The political and economic and cultural news is full of scary developments lately, and the weather around here is damned cold, but on Monday we took a day off from all that to find some warmth in a good news story from the sports pages. The University of Oklahoma Sooners’ quarterback Kyler Murray won the Heisman Trophy for college football’s most outstanding player on Saturday, which we are obliged by family tradition to be happy about, and we were further gladdened to see that the young man is hanging up his football helmet and will instead pursue a career in professional baseball.
This was the second consecutive year that a Sooner won college football’s most prestigious individual honor, the first such back-to-back for any school since the 1945 and ’46 seasons, if you don’t count the Heisman that was taken back for reasons of corrupt rule-breaking from the first of two consecutive University of Southern California players in the 2005 and ’06 seasons, and it’s OU’s sixth Heisman overall, which is second only to those damned Fightin’ Irish of Notre Dame. The Sooners have also won seven national championships, 41 championships in the high-level Big Six and Big Eight and Big XII conferences, and Murray’s Heisman further burnishes the Sooners’ reputation as one of America’s greatest sporting enterprises. God help us, we can’t help but be glad about that.

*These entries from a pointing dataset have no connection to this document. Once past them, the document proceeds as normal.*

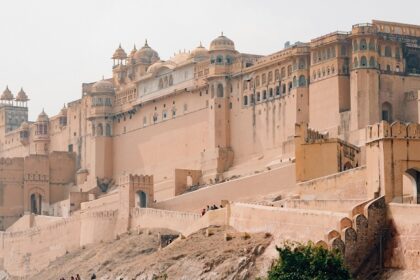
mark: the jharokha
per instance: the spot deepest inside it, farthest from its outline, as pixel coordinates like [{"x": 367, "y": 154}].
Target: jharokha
[{"x": 319, "y": 141}]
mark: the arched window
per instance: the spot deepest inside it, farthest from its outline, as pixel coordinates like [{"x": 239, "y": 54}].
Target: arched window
[
  {"x": 302, "y": 81},
  {"x": 355, "y": 47},
  {"x": 100, "y": 130},
  {"x": 397, "y": 52},
  {"x": 229, "y": 60},
  {"x": 371, "y": 45},
  {"x": 302, "y": 63},
  {"x": 372, "y": 62},
  {"x": 245, "y": 100},
  {"x": 108, "y": 129},
  {"x": 220, "y": 92},
  {"x": 363, "y": 61},
  {"x": 294, "y": 81},
  {"x": 343, "y": 51},
  {"x": 387, "y": 112},
  {"x": 363, "y": 45},
  {"x": 388, "y": 51}
]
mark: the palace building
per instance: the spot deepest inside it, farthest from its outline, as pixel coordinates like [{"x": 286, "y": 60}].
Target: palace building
[{"x": 214, "y": 117}]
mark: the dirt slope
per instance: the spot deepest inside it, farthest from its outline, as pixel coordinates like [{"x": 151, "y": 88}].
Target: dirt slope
[{"x": 137, "y": 256}]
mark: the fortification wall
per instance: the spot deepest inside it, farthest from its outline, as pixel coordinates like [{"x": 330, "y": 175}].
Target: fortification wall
[
  {"x": 251, "y": 186},
  {"x": 350, "y": 184},
  {"x": 336, "y": 205},
  {"x": 403, "y": 250},
  {"x": 29, "y": 251}
]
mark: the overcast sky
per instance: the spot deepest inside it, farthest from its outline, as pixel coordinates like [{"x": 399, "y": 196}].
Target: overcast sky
[{"x": 50, "y": 47}]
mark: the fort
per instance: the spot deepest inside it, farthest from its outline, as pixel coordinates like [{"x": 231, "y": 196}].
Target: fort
[{"x": 319, "y": 141}]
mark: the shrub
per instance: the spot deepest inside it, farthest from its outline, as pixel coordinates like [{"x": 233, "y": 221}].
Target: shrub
[{"x": 307, "y": 262}]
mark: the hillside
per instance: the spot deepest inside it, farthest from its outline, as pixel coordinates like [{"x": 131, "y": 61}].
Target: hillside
[{"x": 137, "y": 256}]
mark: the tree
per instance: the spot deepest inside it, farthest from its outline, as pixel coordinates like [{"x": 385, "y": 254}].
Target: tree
[{"x": 308, "y": 262}]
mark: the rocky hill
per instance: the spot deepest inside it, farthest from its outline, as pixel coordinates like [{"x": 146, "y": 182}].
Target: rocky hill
[{"x": 213, "y": 253}]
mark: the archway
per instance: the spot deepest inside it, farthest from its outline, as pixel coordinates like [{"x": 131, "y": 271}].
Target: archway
[
  {"x": 411, "y": 186},
  {"x": 36, "y": 203},
  {"x": 142, "y": 199}
]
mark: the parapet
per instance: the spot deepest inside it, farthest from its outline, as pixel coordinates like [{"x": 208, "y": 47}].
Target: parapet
[
  {"x": 396, "y": 130},
  {"x": 135, "y": 179}
]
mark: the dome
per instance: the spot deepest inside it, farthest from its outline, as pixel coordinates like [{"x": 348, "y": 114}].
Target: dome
[
  {"x": 119, "y": 53},
  {"x": 7, "y": 94},
  {"x": 222, "y": 43},
  {"x": 24, "y": 126},
  {"x": 42, "y": 117},
  {"x": 133, "y": 51},
  {"x": 146, "y": 55},
  {"x": 155, "y": 66},
  {"x": 103, "y": 86},
  {"x": 199, "y": 52},
  {"x": 180, "y": 57},
  {"x": 21, "y": 96}
]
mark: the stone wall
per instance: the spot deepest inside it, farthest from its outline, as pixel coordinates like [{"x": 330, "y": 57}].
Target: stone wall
[{"x": 403, "y": 248}]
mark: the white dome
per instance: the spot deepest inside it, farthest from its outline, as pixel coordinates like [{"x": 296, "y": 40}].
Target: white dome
[
  {"x": 222, "y": 43},
  {"x": 103, "y": 86}
]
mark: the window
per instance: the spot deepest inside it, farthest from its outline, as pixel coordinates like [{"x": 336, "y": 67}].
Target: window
[
  {"x": 363, "y": 45},
  {"x": 388, "y": 52},
  {"x": 302, "y": 81},
  {"x": 220, "y": 90},
  {"x": 372, "y": 62},
  {"x": 363, "y": 61},
  {"x": 343, "y": 50},
  {"x": 270, "y": 77},
  {"x": 277, "y": 75}
]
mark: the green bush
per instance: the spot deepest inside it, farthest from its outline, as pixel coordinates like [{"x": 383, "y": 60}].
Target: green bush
[{"x": 308, "y": 262}]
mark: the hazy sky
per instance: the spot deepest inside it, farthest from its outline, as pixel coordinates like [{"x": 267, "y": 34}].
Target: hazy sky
[{"x": 51, "y": 47}]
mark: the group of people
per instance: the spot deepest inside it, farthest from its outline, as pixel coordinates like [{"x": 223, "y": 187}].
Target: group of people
[
  {"x": 214, "y": 207},
  {"x": 77, "y": 277}
]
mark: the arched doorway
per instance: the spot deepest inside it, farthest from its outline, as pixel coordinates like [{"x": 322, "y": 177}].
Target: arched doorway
[
  {"x": 411, "y": 186},
  {"x": 142, "y": 199},
  {"x": 36, "y": 203}
]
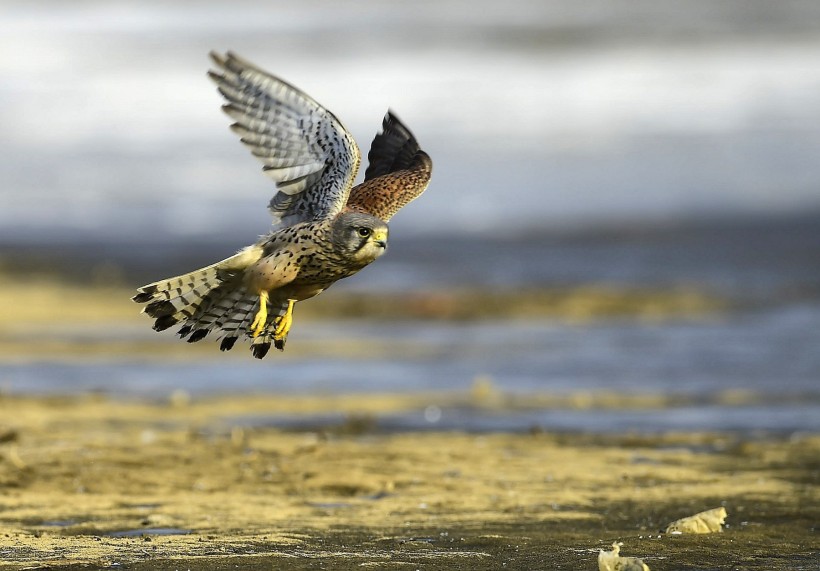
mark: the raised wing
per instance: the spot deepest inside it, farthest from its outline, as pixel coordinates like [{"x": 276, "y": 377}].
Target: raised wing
[
  {"x": 303, "y": 146},
  {"x": 398, "y": 172}
]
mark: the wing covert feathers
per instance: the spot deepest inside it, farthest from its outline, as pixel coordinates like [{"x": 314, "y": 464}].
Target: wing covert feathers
[
  {"x": 398, "y": 172},
  {"x": 303, "y": 147}
]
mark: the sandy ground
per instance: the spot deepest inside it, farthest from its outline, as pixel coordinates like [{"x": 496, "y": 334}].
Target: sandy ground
[{"x": 90, "y": 481}]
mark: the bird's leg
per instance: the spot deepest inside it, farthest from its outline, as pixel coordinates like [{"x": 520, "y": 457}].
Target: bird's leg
[
  {"x": 261, "y": 318},
  {"x": 283, "y": 324}
]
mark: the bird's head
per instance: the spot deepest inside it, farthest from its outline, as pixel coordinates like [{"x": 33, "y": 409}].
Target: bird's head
[{"x": 360, "y": 237}]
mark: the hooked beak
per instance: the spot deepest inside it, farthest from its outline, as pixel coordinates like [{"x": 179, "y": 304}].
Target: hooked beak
[{"x": 380, "y": 239}]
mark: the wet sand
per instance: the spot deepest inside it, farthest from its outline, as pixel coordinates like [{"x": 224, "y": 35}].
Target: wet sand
[
  {"x": 209, "y": 483},
  {"x": 90, "y": 481}
]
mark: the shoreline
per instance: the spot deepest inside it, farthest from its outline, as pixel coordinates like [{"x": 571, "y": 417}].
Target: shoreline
[{"x": 93, "y": 481}]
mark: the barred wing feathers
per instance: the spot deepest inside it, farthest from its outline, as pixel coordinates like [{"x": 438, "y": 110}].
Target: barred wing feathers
[{"x": 304, "y": 148}]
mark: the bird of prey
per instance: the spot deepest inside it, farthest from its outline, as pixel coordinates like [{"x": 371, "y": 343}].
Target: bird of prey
[{"x": 325, "y": 229}]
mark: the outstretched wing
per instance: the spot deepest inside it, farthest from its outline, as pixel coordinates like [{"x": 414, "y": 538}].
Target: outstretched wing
[
  {"x": 398, "y": 172},
  {"x": 304, "y": 147}
]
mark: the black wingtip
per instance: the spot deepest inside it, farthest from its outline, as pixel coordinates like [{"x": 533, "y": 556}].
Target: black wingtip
[
  {"x": 227, "y": 343},
  {"x": 160, "y": 308},
  {"x": 198, "y": 335},
  {"x": 164, "y": 322},
  {"x": 143, "y": 297}
]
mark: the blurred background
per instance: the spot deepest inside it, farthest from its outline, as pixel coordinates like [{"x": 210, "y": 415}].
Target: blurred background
[{"x": 624, "y": 216}]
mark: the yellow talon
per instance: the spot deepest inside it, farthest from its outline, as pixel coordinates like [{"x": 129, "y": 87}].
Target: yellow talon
[
  {"x": 283, "y": 323},
  {"x": 261, "y": 319}
]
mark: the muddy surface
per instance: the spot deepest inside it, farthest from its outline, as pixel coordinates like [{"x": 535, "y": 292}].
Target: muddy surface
[{"x": 94, "y": 482}]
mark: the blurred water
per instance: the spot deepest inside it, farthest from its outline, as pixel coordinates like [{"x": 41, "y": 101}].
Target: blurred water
[
  {"x": 536, "y": 113},
  {"x": 769, "y": 357}
]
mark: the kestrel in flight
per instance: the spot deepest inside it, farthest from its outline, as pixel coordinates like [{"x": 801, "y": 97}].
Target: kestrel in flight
[{"x": 325, "y": 229}]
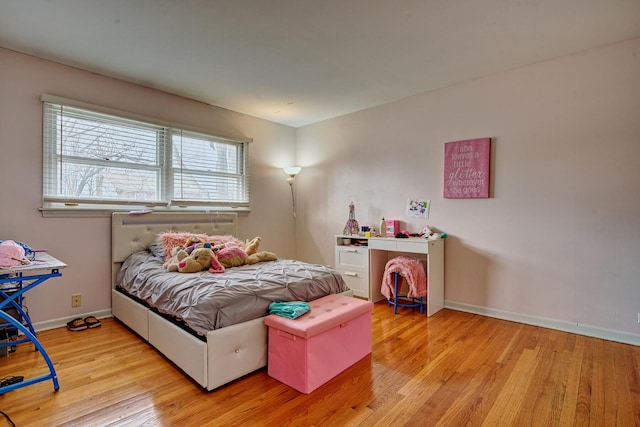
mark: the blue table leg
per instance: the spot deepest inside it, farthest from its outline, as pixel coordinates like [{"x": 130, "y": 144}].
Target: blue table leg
[{"x": 30, "y": 338}]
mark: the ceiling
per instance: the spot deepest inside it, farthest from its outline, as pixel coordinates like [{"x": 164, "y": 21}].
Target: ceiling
[{"x": 297, "y": 62}]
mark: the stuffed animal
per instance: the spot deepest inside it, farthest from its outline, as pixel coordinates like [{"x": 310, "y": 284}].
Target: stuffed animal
[
  {"x": 199, "y": 260},
  {"x": 177, "y": 254},
  {"x": 233, "y": 256},
  {"x": 251, "y": 246}
]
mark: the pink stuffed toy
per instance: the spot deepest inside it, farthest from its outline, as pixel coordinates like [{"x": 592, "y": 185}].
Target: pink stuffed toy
[{"x": 11, "y": 254}]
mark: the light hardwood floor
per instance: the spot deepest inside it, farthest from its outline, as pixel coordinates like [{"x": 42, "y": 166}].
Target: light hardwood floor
[{"x": 453, "y": 369}]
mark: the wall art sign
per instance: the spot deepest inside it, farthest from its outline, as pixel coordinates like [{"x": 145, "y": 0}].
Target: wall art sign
[
  {"x": 418, "y": 208},
  {"x": 466, "y": 169}
]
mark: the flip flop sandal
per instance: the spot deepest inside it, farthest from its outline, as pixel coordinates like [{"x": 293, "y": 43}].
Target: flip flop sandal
[
  {"x": 11, "y": 380},
  {"x": 92, "y": 322},
  {"x": 77, "y": 325}
]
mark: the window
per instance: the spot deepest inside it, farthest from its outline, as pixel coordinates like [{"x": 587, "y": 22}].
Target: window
[{"x": 96, "y": 158}]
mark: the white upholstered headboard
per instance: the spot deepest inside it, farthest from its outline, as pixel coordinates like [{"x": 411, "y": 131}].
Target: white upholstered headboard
[{"x": 133, "y": 233}]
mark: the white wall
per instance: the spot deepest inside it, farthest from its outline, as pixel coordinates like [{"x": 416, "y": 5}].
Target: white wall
[
  {"x": 84, "y": 244},
  {"x": 560, "y": 236}
]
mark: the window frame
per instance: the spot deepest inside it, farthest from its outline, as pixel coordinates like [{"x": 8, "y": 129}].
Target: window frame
[{"x": 56, "y": 206}]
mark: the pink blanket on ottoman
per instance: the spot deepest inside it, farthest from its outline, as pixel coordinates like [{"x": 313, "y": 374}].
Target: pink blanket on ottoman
[{"x": 411, "y": 270}]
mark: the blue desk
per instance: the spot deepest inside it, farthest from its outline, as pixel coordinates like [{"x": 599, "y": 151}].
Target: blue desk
[{"x": 20, "y": 280}]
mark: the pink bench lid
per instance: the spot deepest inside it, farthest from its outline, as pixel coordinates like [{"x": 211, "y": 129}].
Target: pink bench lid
[{"x": 326, "y": 313}]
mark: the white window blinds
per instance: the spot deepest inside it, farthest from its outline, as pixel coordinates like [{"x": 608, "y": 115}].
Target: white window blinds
[{"x": 91, "y": 157}]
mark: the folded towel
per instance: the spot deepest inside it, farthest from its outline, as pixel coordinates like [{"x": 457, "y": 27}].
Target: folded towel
[{"x": 292, "y": 309}]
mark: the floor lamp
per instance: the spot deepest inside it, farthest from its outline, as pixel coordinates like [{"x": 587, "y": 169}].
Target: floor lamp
[{"x": 292, "y": 171}]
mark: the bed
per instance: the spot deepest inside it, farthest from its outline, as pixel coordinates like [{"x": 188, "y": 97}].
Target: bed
[{"x": 211, "y": 354}]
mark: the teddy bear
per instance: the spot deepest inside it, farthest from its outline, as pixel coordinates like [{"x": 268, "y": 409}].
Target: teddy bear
[
  {"x": 234, "y": 256},
  {"x": 200, "y": 259},
  {"x": 177, "y": 254}
]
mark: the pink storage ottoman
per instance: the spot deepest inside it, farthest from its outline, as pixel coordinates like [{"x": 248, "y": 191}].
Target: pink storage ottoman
[{"x": 306, "y": 352}]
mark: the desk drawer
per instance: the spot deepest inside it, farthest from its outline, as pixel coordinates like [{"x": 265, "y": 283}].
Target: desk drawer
[
  {"x": 352, "y": 257},
  {"x": 419, "y": 246},
  {"x": 357, "y": 281}
]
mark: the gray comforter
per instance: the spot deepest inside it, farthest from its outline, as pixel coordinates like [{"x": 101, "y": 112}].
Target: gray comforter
[{"x": 207, "y": 301}]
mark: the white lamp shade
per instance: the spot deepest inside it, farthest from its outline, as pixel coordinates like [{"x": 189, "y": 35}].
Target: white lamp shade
[{"x": 292, "y": 170}]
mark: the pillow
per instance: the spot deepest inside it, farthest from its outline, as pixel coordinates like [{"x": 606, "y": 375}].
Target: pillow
[{"x": 171, "y": 240}]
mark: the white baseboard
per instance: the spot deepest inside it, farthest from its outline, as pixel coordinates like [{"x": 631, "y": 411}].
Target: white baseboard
[
  {"x": 62, "y": 321},
  {"x": 561, "y": 325}
]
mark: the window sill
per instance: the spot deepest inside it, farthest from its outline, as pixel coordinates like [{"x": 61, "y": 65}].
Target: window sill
[{"x": 105, "y": 212}]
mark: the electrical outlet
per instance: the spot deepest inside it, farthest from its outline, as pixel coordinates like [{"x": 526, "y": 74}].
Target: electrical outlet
[{"x": 76, "y": 300}]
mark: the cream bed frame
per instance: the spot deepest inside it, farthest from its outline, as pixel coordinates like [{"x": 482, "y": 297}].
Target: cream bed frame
[{"x": 228, "y": 353}]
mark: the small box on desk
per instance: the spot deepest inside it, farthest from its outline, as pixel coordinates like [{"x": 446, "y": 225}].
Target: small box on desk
[
  {"x": 392, "y": 226},
  {"x": 306, "y": 352}
]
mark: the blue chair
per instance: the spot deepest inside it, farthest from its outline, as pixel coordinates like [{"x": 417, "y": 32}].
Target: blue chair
[{"x": 396, "y": 301}]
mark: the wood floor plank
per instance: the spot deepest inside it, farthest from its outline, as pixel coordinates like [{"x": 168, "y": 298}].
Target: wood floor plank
[{"x": 451, "y": 369}]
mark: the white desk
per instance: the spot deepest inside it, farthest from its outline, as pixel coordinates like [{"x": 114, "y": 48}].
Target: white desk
[{"x": 381, "y": 249}]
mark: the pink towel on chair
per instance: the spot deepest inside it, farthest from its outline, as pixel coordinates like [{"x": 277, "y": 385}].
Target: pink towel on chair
[{"x": 411, "y": 270}]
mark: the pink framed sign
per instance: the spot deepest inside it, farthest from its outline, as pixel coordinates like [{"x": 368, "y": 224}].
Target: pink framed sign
[{"x": 466, "y": 169}]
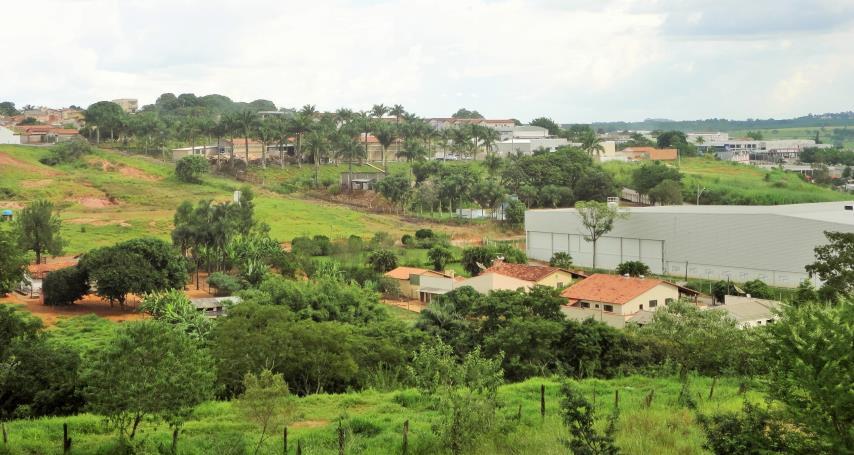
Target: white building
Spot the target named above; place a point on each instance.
(740, 243)
(8, 136)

We grew up in Kansas and like to think ourselves true-blue Bleeding Kansas sorts of Kansans, but all our forbears were Okies from the territorial days and thus we grew up on Sooner football. Our beloved Pop attended OU back during the Bud Wilkinson days, when they set a still-standing win streak record on their way to three national championships during his four years of matriculation, and although he’s a very reserved and cerebral sort of fellow who takes only the usual red-blooded American male’s interest in most of the sporting scene he’s always been somewhat fanatical about Sooner football. In our youth the University of Kansas Jayhawks and Kansas State University Wildcats and Wichita State University Wheatshockers were all infamously bad at football, and although each had some serious bragging rights about basketball we always went with the extended family’s winner through the pigskin season. Along the way we witnessed some memorably extraordinary athletic feats and rousing victories and heart-breaking losses by the Sooners, and we’re grateful for such family traditions.
Even so, we’re glad to see this young Murray fellow is hanging up his football helmet and pursuing a career in baseball. For the past few football seasons we’ve followed the fortunes of the Sooners and the National Football League’s Kansas City Chiefs, both of which are championship contenders this seasons, but we haven’t been able watch a single down of it. Football’s such a violent game that it leaves an alarming number of its players with debilitating and life-shortening injuries, too many of its players are violent sorts of people such as the fellow that the Chiefs recently kicked off the team for pushing down and kicking a woman, and that takes a lot of fun out of the game for us.
This young Murray fellow is apparently one of those rarely gifted athletes with both the God-given athletic ability and hard-earned-on-his-own talents to play at least two games at the highest level of competition, and although our slow and awkward and wheezy selves can only imagine what that’s like we’re pretty sure he’s right to choose baseball. To its most gifted players baseball offers a longer and more lucrative career than football, and although it entails certain persistent aches and pains they’re far less likely to be debilitating or life-shortening than those from several other sports. Baseball’s a more cerebral and beautiful sport than football, too, and offers such a talented athlete as this Murray fellow at least as much glory on the baseball diamond as he might find on any football gridiron.
The previous Sooner Heisman trophy winner was Baker Mayfield, an arguably even better quarterback who is currently a contender for the National Football League’s rookie of the year award. As the top pick to the last place team in the NFL draft, Baker and his Cleveland Browns have a mediocre record of five wins and seven losses and a tie, but that’s four more wins than the franchise had in the previous three years, and with the NFL’s weird play-off system they’re still in the hunt for a very long-shot championship, so that’s more bragging rights for the Sooners. We wish this Mayfield fellow the best, by which mean we mean hope he has a long career and somehow enjoys his millions without a brain injury.
The season of Kansas’ beautiful game of basketball is well under way, with the Wildcats looking mediocre and the ‘Shockers looking worse and those snooty Jayhawks looking like championship contenders, although we happily note our beloved Wichita Heights High School Falcons are currently leading the City League. Come spring we won’t have any baseball pro baseball around here, as those stupid city father have torn down the venerable old Lawrence-Dumont stadium and won’t have a new up the net summer when they promise a shiny new affiliated Triple-A club to replace lovable Wichita Wingnuts, and until then we won’t mach to cheer about.. Meanwhile the political and economic and cultural news seems unpleasant, and we’ll take our vicarious victories wherever we can, so godspeed to this young Kyler Murray fellow.